The Pennsylvania and national Democratic leadership are attacking the April 26 primary like it is a general election. Recruiting every Democratic leader including President Obama, Vice President Biden, Gov. Tom Wolf, former governor and Democratic National Committee chairman Ed Rendell, and Sen. Bob Casey Jr. to all endorse favored candidate Katie McGinty, the party chieftains are bound and determined to deny former Rep. Joe Sestak (D-Delaware County) another statewide bid.
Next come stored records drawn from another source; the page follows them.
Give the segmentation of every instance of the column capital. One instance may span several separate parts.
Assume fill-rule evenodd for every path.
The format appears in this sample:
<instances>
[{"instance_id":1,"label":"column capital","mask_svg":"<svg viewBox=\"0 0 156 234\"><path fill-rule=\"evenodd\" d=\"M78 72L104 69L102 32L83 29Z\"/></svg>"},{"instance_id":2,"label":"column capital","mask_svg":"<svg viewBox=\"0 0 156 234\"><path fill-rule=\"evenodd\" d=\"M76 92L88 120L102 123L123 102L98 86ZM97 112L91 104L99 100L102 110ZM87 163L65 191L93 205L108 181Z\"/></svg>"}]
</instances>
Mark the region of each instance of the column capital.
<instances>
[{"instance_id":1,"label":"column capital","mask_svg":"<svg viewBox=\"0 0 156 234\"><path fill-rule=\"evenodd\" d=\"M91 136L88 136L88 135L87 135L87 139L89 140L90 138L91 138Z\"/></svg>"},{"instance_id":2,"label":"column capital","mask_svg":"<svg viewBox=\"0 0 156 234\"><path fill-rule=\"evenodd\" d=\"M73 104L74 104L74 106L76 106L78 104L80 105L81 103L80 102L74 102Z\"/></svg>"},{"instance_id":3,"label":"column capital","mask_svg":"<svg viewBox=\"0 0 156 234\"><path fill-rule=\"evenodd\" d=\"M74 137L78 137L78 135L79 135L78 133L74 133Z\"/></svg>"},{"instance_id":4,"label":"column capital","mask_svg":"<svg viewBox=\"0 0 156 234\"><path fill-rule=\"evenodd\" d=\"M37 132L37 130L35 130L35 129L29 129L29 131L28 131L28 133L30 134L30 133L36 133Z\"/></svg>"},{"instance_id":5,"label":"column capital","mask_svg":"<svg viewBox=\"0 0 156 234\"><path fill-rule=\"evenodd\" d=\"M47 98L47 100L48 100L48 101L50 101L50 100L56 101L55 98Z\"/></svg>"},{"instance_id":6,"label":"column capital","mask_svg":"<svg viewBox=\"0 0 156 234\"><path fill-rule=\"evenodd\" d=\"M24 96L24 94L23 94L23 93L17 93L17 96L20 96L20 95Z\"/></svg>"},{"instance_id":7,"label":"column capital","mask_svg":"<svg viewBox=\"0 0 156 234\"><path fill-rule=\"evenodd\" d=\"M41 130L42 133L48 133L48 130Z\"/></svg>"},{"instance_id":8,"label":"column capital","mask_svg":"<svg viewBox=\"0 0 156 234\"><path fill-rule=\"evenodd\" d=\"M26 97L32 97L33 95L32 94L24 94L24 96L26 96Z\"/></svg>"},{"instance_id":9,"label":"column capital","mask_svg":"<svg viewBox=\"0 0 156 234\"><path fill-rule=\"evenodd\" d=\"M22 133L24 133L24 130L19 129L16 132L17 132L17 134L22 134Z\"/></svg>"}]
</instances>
Sestak, a former Navy Admiral who served on President Bill Clinton’s National Security Council before being elected to Congress, held Sen. Pat Toomey to a 51-49 percent victory in the Republican landslide year of 2010. Therefore, considering Sestak’s resume and statewide performance, the leadership’s actions here are rather extraordinary.

Both sides, the state party hierarchy unofficially led by Philadelphia Congressman Bob Brady (D) and the national party organizations’ teams, and Sestak all admit relationships were destroyed over how his 2010 effort was run. Considering that the former congressman and Naval officer came within two points of winning in a consistently poor year for Democrats seems to make no difference in their zeal to nominate McGinty in 2016.

McGinty, a former state Environmental Protection Agency head and gubernatorial chief of staff, is no stellar candidate. She ran for governor in 2014 against Wolf, who would later ask her to lead his staff, but finished last in the Democratic primary attracting only eight percent of the vote.

Adding together McGinty’s early treasury, the party support, and that from outside liberal organizations, the combined spending will total well over $3 million before the primary is completed.

So far it appears the prospective Democratic primary voters haven’t gotten the word, as Sestak has led in all polling including the very latest. Harper Polling (April 2-3; 603 likely Pennsylvania Democratic primary voters via Interactive Voice Response mechanism) finds the ex-congressman still holding a comfortable 41-31-9 percent lead over McGinty and Braddock Mayor John Fetterman.

While the Democratic insiders hold a negative opinion of Sestak, the primary rank-and-file voters do not. According to Harper, Sestak maintains a 70:15 percent favorable to unfavorable personal index.